The LESMC is underpinned by the values of humanization and critical consciousness. The first “includes the values of love, respect, hope, solidarity, and is based on the celebration of community wealth.” Community cultural wealth (CCW) is a concept developed by education scholar Tara Yosso; she defines CCW as: “the array of knowledge, skills abilities, and contacts possessed by communities of Color to survive and resist macro and micro-forms of oppression.” The value of critical consciousness “is the charge that the learner will engage in transformative change for the better.”
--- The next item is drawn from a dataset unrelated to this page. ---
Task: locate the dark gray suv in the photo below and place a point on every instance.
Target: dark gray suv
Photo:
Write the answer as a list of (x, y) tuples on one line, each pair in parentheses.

The principles of the LESMC are:
- celebrate and honor Native People/s of the land and communities of California by providing a space to share their stories of struggle and resistance, along with their intellectual, historical and linguistic knowledge”;
- center and place high value of precolonial, ancestral, indigenous, diasporic, familial, and marginalized knowledge;
- critique empire, white supremacy, anti-Blackness, anti-indigeneity, racism, patriarchy, cis heterogeneity, capitalism, ableism, anthropocentrism, and other forms of power and oppression at the intersections of our society;
- challenge imperialist/colonial hegemonic beliefs and practices on ideological, institutional, interpersonal, and internalized levels;
- connect ourselves to past and contemporary resistance movements that struggle for social justice on global and local levels to ensure a truer democracy;
- conceptualize, imagine and build new possibilities for post-imperial life that promote connective narratives of transformational resistance, critical hope, and radical healing;
- cultivate empathy, community actualization, cultural perpetuity, self worth, self-determination, and the holistic well-being of all participants, especially Native People/s and peoples of color.
More information can be found at the web site for the LESMC: https://www.liberatedethnicstudies.org.
*Update: With the passage of California Assembly Bill 101 in 2021, ethnic studies will be a graduation requirement for high school students beginning with the class of 2030.